A quantitative Hopf-Oleinik lemma for degenerate fully nonlinear operators and applications to free boundary problems
Davide Giovagnoli, Enzo Maria Merlino, Diego Moreira
TL;DR
The paper develops a quantitative Hopf-Oleinik framework for degenerate fully nonlinear elliptic equations of the form $|\nabla u|^{\alpha}F(D^{2}u)=f$, yielding linear boundary growth and $L^{\varepsilon}$ interior control with universal constants. It combines barrier constructions with large-gradient Harnack theory to obtain a robust set of estimates, including a two-sided Pucci comparison and a counterexample showing the necessity of the full operator regime. The authors extend these PDE tools to free boundary problems, proving Lipschitz regularity for the one-phase Bernoulli problem and ε-uniform Lipschitz bounds for a flame-propagation model, and they provide a Sobolev gluing result across rough interfaces to handle interfaces in these problems. Collectively, the results advance quantitative boundary nondegeneracy and gradient control for degenerate fully nonlinear operators, with direct implications for free boundary regularity and combustion-type models.
Abstract
We prove a quantitative inhomogeneous Hopf-Oleinik lemma for viscosity solutions of $$|\nabla u|^αF(D^{2}u)=f $$ and, more generally, for viscosity supersolutions of $|\nabla u|^α\,{M}^-_{λ,Λ}(D^{2}u)\le f$. The result yields linear boundary growth with universal constants depending only on the structural data.

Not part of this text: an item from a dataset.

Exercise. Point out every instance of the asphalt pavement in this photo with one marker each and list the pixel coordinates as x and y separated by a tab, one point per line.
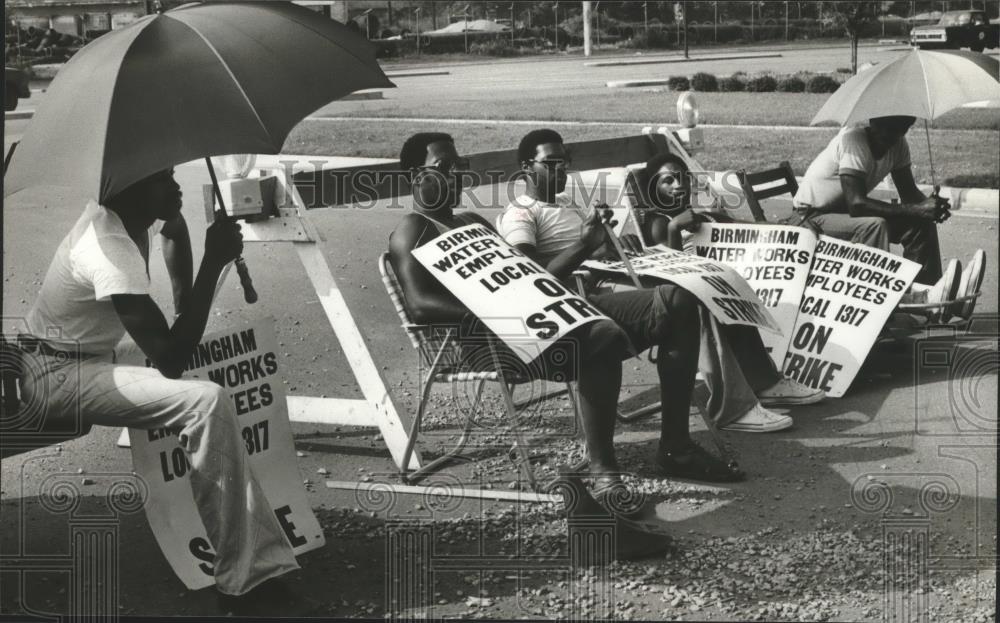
921	416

We also exhibit a counterexample showing that the Hopf lemma fails for equations that act only in the large-gradient regime (in the sense of Imbert and Silvestre), thereby delineating the scope of our theorem. As applications, we obtain Lipschitz regularity for viscosity solutions of one-phase Bernoulli free boundary problems driven by these degenerate fully nonlinear operators and derive $\varepsilon$-uniform Lipschitz bounds for a one-phase flame propagation model.